As social beings, though, we pursue what Thomas Hobbes, the discoverer of the social contract, termed a more “commodious life” than the one afforded by rape, murder and pillage. The paradox of this better life, though, is that we really do have to twist ourselves into pretzels to accommodate new rights-giving moral norms. That’s the price of morality. Someone really does pay a price for the spread of fairness and decency, and in a species that must have begun with males according all the original advantages to themselves, it is the predatory, patriarchal male who will inevitably witness his power flowing to others as civilization expands.

So, I am not saying that all Trumpists are (necessarily) misogynists. But I am saying they’re playing with fire. Roll back the liberal assault on “traditional” values too far, and you will return to the brute male supremacy of the jungle. If you doubt this warning, take note of how many nostalgic, authoritarian strongmen hated women, as I’ve tried to indicate here. It’s no accident. Read Mishra, and this conclusion will stare you full in the face.

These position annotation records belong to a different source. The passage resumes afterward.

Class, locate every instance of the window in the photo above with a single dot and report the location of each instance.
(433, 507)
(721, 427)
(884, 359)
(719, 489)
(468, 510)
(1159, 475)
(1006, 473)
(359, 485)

Every time Trump mocks, insults, demeans or otherwise objectifies a woman, he is voicing a sadistic reminder that women’s equality is a fragile civilizational fiction, which can be violently revoked at any time by any sufficiently pissed off man. This is the meaning of sexual assault. Men may have lost the war for gender supremacy, but the true Trumpist believes an endless rearguard action to demoralize and immiserate uppity women is nonetheless a desirable state of affairs. If we were to recognize that women are truly, irrevocably equal with men, the next thing you know, they’d be laughing at us.